O prefeito de Moura, Álvaro Azedo (PS), disse à Lusa que o projeto “caminha para um completo detrimento do que está sendo construído em torno do reservatório”, aludindo “à dinâmica do turismo e do esporte e à preservação do elemento água”.
O projeto é promovido pela EDP, que em 2022 venceu o leilão para a exploração de 70 megawatts (MW) de energia solar no reservatório de Alqueva, e está previsto para uma área do reservatório nos municípios de Moura, Portel e Reguengos de Monsaraz.
Sem “valor acrescentado”
Nas suas declarações à Lusa, o autarca de Moura argumentou que “esses investimentos fotovoltaicos não trazem qualquer valor acrescentado aos municípios, muito pelo
contrário”.“Desenvolver a região não é levar os resultados do que o território oferece a Lisboa e às grandes empresas, mas também disseminar os fatores de desenvolvimento e investimentos estatais em todo o território”, frisou.
Observando que só no município de Moura, a central fotovoltaica flutuante ocupará 40 hectares, Álvaro Azedo enfatizou que, em determinada área, a barragem “terá um corredor navegável”.
“Isso arruinará completamente o que também é transformador e tem sido um grande benefício para a região”, ressaltou, alertando sobre o impacto negativo que os painéis solares terão na navegabilidade no reservatório.
O prefeito de Moura também lamentou que os municípios não sejam consultados sobre esses projetos.
O presidente da Câmara Municipal de Reguengos de Monsaraz destacou que esses municípios “já estão constantemente atormentados por todo tipo de necessidades e mais algumas” e optam por investir “em produtos endógenos para mostrá-los às pessoas e no turismo”.
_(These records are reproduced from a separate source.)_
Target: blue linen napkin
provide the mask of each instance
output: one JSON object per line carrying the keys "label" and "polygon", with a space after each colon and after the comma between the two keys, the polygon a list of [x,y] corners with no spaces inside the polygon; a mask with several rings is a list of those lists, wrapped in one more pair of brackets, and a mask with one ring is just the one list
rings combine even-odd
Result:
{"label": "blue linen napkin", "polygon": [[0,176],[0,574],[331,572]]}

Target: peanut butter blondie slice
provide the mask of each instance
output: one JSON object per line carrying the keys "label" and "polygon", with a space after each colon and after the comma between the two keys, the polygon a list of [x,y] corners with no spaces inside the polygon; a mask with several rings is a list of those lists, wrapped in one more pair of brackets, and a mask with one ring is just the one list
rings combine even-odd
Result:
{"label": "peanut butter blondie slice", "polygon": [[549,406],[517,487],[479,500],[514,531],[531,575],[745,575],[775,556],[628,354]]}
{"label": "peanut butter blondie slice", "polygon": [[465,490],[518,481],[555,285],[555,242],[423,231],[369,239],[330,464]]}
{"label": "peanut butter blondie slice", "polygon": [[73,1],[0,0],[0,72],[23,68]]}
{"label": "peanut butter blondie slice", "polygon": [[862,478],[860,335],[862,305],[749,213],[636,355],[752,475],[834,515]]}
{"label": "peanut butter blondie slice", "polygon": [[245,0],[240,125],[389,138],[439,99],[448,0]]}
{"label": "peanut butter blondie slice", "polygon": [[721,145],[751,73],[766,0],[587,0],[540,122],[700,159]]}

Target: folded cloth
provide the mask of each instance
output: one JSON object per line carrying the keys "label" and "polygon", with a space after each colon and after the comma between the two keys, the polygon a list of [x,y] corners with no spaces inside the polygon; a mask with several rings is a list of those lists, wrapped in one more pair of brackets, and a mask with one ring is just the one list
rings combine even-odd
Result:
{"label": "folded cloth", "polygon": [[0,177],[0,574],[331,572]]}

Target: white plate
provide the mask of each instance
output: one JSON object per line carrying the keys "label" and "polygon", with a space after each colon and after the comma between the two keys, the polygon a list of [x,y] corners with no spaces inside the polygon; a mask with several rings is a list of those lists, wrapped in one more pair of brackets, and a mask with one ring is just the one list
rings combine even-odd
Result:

“Até muito recentemente, Reguengos de Monsaraz vivia quase exclusivamente da agricultura e da viticultura, e agora já tem uma parcela de receita muito interessante na área do turismo”, com “muitas famílias dependendo” do setor, disse.
Beleza natural
Marta Prates argumentou que turistas da América do Norte ou de países escandinavos “são um tipo de visitante experiente que dá imensa importância à relação preço-qualidade”,
e isso é incompatível com esse tipo de projeto.“Qualquer turista norte-americano não vai querer navegar pelo lago Alqueva em meio a painéis fotovoltaicos. Por enquanto, a beleza natural está arruinada, os passeios estão arruinados”, acrescentou.
As cinco câmaras municipais também solicitaram uma reunião com a Agência Portuguesa do Ambiente (APA) para apresentar as suas preocupações.
A EDP possui uma central solar flutuante no reservatório de Alqueva desde 2022, com cinco megawatts (MW) de energia, com 12.000 painéis solares flutuando em quatro hectares do reservatório da barragem de Alqueva.